Many of the steps in the previous examples include transformers that don’t come with scikit-learn. The ColumnExtractor, DenseTransformer, and ModelTransformer, to name a few, are all custom transformers that I wrote. A transformer is just an object that responds to fit, transform, and fit_transform. This includes built-in transformers (like MinMaxScaler), Pipelines, FeatureUnions, and of course, plain old Python objects that implement those methods. Inheriting from TransformerMixin is not required, but helps to communicate intent, and gets you fit_transform for free.

A transformer can be thought of as a data in, data out black box. Generally, they accept a matrix as input and return a matrix of the same shape as output. That makes it easy to reorder and remix them at will. However, I often use Pandas DataFrames, and expect one as input to a transformer. For example, the ColumnExtractor is for extracting columns from a DataFrame.

Sometimes transformers are very simple, like HourOfDayTransformer, which just extracts the hour components out of a vector of datetime objects. Such transformers are “stateless”–they don’t need to be fitted, so fit is a no-op:

class HourOfDayTransformer(TransformerMixin):

    def transform(self, X, **transform_params):
        hours = DataFrame(X['datetime'].apply(lambda x: x.hour))
        return hours

    def fit(self, X, y=None, **fit_params):
        return self

However, sometimes transformers do need to be fitted. Let’s take a look at my ModelTransformer. I use this one to wrap a scikit-learn model and make it behave like a transformer. I find these useful when I want to use something like a KMeans clustering model to generate features for another model.
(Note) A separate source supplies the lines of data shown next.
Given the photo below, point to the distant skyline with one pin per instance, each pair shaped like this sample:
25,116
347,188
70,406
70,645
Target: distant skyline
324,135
It needs to be fitted in order to train the model it wraps.

class ModelTransformer(TransformerMixin):

    def __init__(self, model):
        self.model = model

    def fit(self, *args, **kwargs):
        self.model.fit(*args, **kwargs)
        return self

    def transform(self, X, **transform_params):
        return DataFrame(self.model.predict(X))

The pipeline treats these objects like any of the built-in transformers and fits them during the training phase, and transforms the data using each one when predicting.

Final Thoughts

While the initial investment is higher, designing my projects this way ensures that I can continue to adapt and improve it without pulling my hair out keeping all the steps straight. It really starts to pay off when you get into hyperparameter tuning, but I’ll save that for another post.
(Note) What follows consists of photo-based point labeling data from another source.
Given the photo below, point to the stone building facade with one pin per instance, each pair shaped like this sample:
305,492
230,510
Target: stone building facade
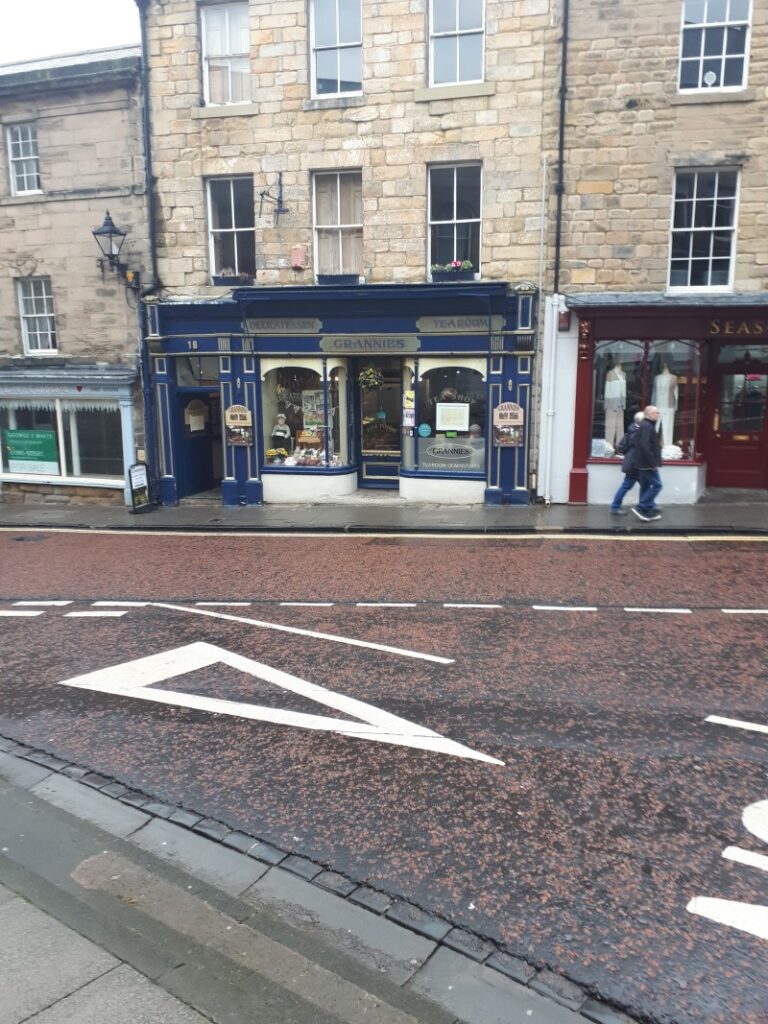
327,144
71,408
665,248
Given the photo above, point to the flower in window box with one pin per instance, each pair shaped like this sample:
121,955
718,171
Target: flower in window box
371,379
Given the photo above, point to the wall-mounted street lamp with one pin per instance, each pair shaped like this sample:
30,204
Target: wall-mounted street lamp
111,239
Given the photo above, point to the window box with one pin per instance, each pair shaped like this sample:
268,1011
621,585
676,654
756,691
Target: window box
338,279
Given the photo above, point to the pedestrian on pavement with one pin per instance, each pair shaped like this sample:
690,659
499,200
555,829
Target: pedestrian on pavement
647,459
628,468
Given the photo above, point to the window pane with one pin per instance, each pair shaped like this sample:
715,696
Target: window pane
349,22
221,208
327,71
470,13
325,23
350,69
470,57
443,15
444,60
468,193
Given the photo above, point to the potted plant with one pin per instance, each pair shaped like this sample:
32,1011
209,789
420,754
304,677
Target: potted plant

Pipelines unfortunately do not support the fit_partial API for out-of-core training. This makes them less useful for large scale or online learning models. I addressed some of this in my talk on building a language identifier, wherein I trained a model on entire Wikipedia dumps. Unfortunately, it’s not as easy as it sounds to make Pipelines support it. The scikit-learn team will probably have to come up with a different pipelining scheme for incremental learning.

If I could add one enhancement to this design, it would be a way to add post-processing steps to the pipeline. I usually end up needing to take a few final steps like setting all negative predictions to 0.0. The last step in the pipeline is assumed to be the final estimator, and as such the pipeline calls predict on it instead of transform. Because of this limitation, I end up having to do my post-processing outside of the pipeline:

pipeline.fit(x, y)
predicted = pipeline.predict(test)
predicted[predicted < 0] = 0.0

This usually isn’t a big problem, but it does make cross-validation a little trickier. Overall, I don’t find this very limiting, and I love using pipelines to organize my models.